Hank’s romantic dabblings have given us two of the show’s all-time best episodes: “Assassinanny 911” and “Everybody Comes to Hank’s.” I’d have a difficult time articulating why those two episodes managed to be so emotionally disarming, even though Dean’s dabblings (mainly with Triana) were unquestionably more relateable and true-to-life, but seeing another such story get queued up like this is very exciting to me. The show has worked wonders with the premise before, and I have total confidence that it can do so again.

In fact, Sirena’s introduction provides Wide Wale with a clearer identity as well. Previously I wasn’t sure why Wide Wale existed. I didn’t know his joke — aside from being some degree of sea creature — and I especially didn’t know why he seemed to be taking over Monstroso’s role in the show, as we already had a hulking, powerful businessman in the rogue’s gallery.

Last week RaikoLives pointed out the obvious, and then he pointed out the second-most-obvious: “Obviously I keep wanting to say ‘and he’s dead’ but that’s never stopped anyone in this show before.” Which was basically my thought process, too. If Doc and Jackson need a character back, they can bring a character back. In this case they didn’t…and I honestly wasn’t sure why. Especially since his replacement was so similar.

Sirena helps make it clear that Wide Wale is more of a Godfather figure. Which, yes, that’s certainly been alluded to already, but her birthday party — which is clearly just a party for her father’s organization and powerful friends, while she sulks in her room and is repeatedly forbidden to have any fun — cements that as the direction the show is taking with him. Monstroso was a businessman, and so is Wide Wale. But though they’re both villainous, one’s business is a little more legitimate than the other’s.

Interestingly, the show really seems to be leaning into the Italian jokes lately. Wide Wale is a Mafia don, Serena is a spoiled princess, Hank works at a pizzeria, Scaramantula returned for the opening scene (along with some shots at the Italian automobile industry), we had that whole scene with The Ambassador a couple of episodes ago…I’m not complaining, but I find it an intriguing coincidence. I wonder why so much Italian humor is clumping together, especially when it’s generated from a pretty wide range of characters and contexts.

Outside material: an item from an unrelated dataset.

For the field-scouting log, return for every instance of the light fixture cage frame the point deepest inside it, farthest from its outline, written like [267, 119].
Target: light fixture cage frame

I do also kind of love the fact that Hank has a menial job. The squandering of the fortune a few weeks ago seems now like it just happened so we could get some jokes along those lines. Yes, wasting money he didn’t earn was a very Dr. Venture thing to do, but last week and this week we see members of the family bringing money in as well, and that bodes ever so slightly better for their future.

Whew. So, what else? Dean got some nanobots shoved up his creepy dog dork, which was…fine, I guess. I got excited when Billy dropped the test tube because it’s been a while since “strange Venture technology” played much of a part in an episode, but I don’t know that it went anywhere. I’d assume we’d see more such nano-shenanigans in a later episode if they weren’t flushed away at the end, so I guess we got a weird scene with him and Brock and that’s that.

Then we had an interesting twist on the periodically rocky relationship between The Monarch and Dr. Girlfriend. I’m glad they didn’t go the easy — but admittedly natural, especially considering her new clout — route of simple jealousy on his part, because that’s territory we’ve explored several times before, but they instead gave us a fairly satisfying, complex subterfuge that positions them both as pawns in somebody else’s game.

It’s good, and it gives the rest of the season a lot to work with, but best of all it employs a new character who immediately gives us a sense of his utility; there’s no way anybody can watch this episode and not instantly think of a dozen ways the show can use Copy Cat.

This is the kind of thing I was concerned about in “Hostile Makeover.” With all of the new characters introduced there, there was very little sense of what they’d be good for. (Apart from one or two “This is kind of like that” jokes, which are fun, but which are no substitute for characters who are interesting in their own rights.)

Copy Cat’s personality just seems better developed, and his power offers story opportunities that no other character’s does. I’m looking forward to seeing more of him. And he wasn’t the only new character who screams with potential…

I’m speaking, of course, of Blue Morpho. Oh, man, am I speaking of Blue Morpho.

It’s a short scene, but a crucial one, as not only does it reveal what was in The Monarch’s basement — Blue Morpho’s old hideout — but fills in some dark backstory both actively and passively. Actively because we’re outright told that he’s The Monarch’s father. Passively because…well…we’ve already met The Monarch’s father.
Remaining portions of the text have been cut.